Os Estados Unidos começaram em janeiro de 2002 a reclusão em sua base naval da Baía de Guantánamo (Cuba) de centenas de homens capturados em diversos países e que, supostamente, eram terroristas.
Em seu comunicado, o Pentágono disse que a transferência "mostra o processo aplicado para avaliar cada indivíduo e determinar sobre sua detenção, enquanto continuam as hostilidades, um passo sem precedentes na história das guerras."

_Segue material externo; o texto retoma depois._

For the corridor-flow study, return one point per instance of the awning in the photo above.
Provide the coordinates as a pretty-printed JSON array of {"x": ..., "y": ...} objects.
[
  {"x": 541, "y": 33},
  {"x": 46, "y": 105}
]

De acordo com a Convenção de Genebra, os prisioneiros de guerra devem ser devolvidos a seus países uma vez concluído o conflito armado, mas a "guerra contra o terrorismo" lançada pelos Estados Unidos em setembro de 2001 continua.
O Pentágono disse que ainda restam em Guantánamo cerca de 320 detidos dos quais "aproximadamente 80 são elegíveis para transferência ou libertação."
Desde 2002, segundo o Pentágono, mais de 450 detidos foram enviados de Guantánamo para outros países incluindo Albânia, Afeganistão, Austrália, Bangladesh, Bahrein, Bélgica, Dinamarca, Egito, França, Reino Unido, Irã, Iraque, Jordânia, Kuwait, Líbia, Ilhas Maldivas, Mauritânia, Marrocos, Paquistão, Rússia, Arábia Saudita, Espanha, Suécia, Sudão, Tadjiquistão, Turquia, Uganda e Iêmen.